The battle for cloud computing market share continues to be an interesting one.  Amazon is the clear leader, and its a sidelight to their core business.  Microsoft is a rapidly growing second place competitor, but it has pretty much bet the company on its cloud strategy ( I wrote about this almost a year ago here).

Recently RightScale released a report of cloud usage that gave deeper insight into who is doing what in the cloud, and this report provided some interesting insights.

Of all the charts in the report – this one interested me the most:

top public clouds

Top Public Clouds


Looking at this chart, its pretty clear that Microsoft’s Azure is still gaining on Amazon.  However,  Google Cloud is coming on strong.  Google has recently made interesting enhancements to its offerings, and is pricing its products very aggressively.    In 2016 I had the opportunity to work as part of a team evaluating moving applications to Azure, and in our case it was not an easy slam dunk.  To get our application to run on Azure, we will have to revamp our database architecture to run under the limitations of Azure Cloud database.  Had we written this application initially to run on a cloud database we would have made different architecture decisions, and it would have made it much easier.  My current bias would be migrating existing applications over to run in the cloud is a lot more complicated than starting from scratch in the cloud.  So I will be interested to see how many of the people listed as ‘Experimenting’ and ‘Plan to Use’ end up being successful in running in the cloud.

Another interesting point in this report was that 85% of respondents have a multi-cloud strategy.  Theoretically, building an application that can fail-over across clouds should be doable, and it provides a nice redundancy for maximizing up-time.  Again, this would be more difficult to modify existing applications to support this feature.

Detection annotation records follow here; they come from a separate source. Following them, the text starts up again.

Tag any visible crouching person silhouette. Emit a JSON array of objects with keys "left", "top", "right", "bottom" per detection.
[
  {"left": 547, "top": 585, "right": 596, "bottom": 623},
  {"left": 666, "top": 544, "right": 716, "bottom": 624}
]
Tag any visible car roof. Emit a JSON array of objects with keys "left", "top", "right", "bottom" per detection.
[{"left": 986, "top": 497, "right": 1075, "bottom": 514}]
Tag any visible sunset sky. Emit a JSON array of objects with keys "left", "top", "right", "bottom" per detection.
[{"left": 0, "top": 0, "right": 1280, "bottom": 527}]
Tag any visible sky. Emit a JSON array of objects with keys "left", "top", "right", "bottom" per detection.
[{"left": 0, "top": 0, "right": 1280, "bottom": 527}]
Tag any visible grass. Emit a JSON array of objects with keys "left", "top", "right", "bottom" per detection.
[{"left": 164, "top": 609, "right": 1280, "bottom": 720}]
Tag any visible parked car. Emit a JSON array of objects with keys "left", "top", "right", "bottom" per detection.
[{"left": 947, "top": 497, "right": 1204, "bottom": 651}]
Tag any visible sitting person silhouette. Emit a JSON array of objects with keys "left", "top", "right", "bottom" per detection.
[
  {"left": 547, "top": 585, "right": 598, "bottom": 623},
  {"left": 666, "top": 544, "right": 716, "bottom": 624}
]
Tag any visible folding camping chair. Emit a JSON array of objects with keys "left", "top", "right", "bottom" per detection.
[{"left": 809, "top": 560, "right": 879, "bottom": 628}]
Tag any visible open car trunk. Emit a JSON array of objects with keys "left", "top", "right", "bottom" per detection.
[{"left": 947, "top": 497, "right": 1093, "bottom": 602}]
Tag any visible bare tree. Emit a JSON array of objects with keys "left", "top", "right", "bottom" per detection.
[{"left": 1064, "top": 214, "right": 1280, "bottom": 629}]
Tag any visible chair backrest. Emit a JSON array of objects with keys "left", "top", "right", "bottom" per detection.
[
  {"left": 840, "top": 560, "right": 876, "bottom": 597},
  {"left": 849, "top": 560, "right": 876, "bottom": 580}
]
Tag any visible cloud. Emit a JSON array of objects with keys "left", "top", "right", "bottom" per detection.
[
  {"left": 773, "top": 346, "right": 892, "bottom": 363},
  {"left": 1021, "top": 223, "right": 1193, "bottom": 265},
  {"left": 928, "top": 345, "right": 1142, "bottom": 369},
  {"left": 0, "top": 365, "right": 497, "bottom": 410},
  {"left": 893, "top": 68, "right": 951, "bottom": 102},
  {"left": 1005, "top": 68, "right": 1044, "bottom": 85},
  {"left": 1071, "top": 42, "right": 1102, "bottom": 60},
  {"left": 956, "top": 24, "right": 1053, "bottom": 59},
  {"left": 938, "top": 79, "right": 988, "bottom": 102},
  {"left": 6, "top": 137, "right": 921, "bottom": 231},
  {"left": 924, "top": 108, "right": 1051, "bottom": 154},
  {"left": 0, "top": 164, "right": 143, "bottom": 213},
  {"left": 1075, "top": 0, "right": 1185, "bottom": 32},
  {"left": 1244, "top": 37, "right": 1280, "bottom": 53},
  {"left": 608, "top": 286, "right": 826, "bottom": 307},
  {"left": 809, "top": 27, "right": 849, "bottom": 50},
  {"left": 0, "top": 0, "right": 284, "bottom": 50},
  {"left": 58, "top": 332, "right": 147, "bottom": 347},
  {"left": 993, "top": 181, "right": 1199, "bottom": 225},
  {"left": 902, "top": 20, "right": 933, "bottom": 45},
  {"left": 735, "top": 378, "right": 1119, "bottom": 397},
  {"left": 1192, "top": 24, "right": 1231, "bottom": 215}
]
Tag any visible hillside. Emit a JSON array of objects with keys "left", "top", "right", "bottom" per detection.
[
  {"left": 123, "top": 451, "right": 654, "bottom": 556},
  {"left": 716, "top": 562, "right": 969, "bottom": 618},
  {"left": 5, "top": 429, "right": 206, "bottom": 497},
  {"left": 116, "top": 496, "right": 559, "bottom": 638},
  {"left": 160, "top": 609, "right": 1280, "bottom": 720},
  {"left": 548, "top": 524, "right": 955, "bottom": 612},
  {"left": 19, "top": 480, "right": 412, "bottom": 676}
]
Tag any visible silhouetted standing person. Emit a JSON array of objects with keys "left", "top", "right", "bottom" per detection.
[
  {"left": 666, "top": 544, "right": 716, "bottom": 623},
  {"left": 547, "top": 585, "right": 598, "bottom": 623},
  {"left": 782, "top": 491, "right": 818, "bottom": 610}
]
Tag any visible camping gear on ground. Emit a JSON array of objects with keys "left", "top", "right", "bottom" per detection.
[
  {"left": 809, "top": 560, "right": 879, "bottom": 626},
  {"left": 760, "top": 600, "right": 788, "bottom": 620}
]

I still think those companies who are dependent on succeeding in the cloud as a future revenue source (I am looking at you Microsoft and IBM) will find it tough to make earnings targets.  I think this is a tough commodity business with price cuts continuing (Amazon has cut its prices 52 times since 2006).  I suppose it’s possible that one of the companies will come out with an offering that is better than the rest (I am thinking of something like IBM’s Watson’s cognitive services), but with the money all these deep pocketed companies are investing in this it seems hard to believe.  I do think this is a huge growth opportunity, but which company will win and how much will be left to win still looks like a crapshoot.

So the cloud is still the future for Enterprise Tech. I just hope these companies are ready for the shrinking margins that will come with it.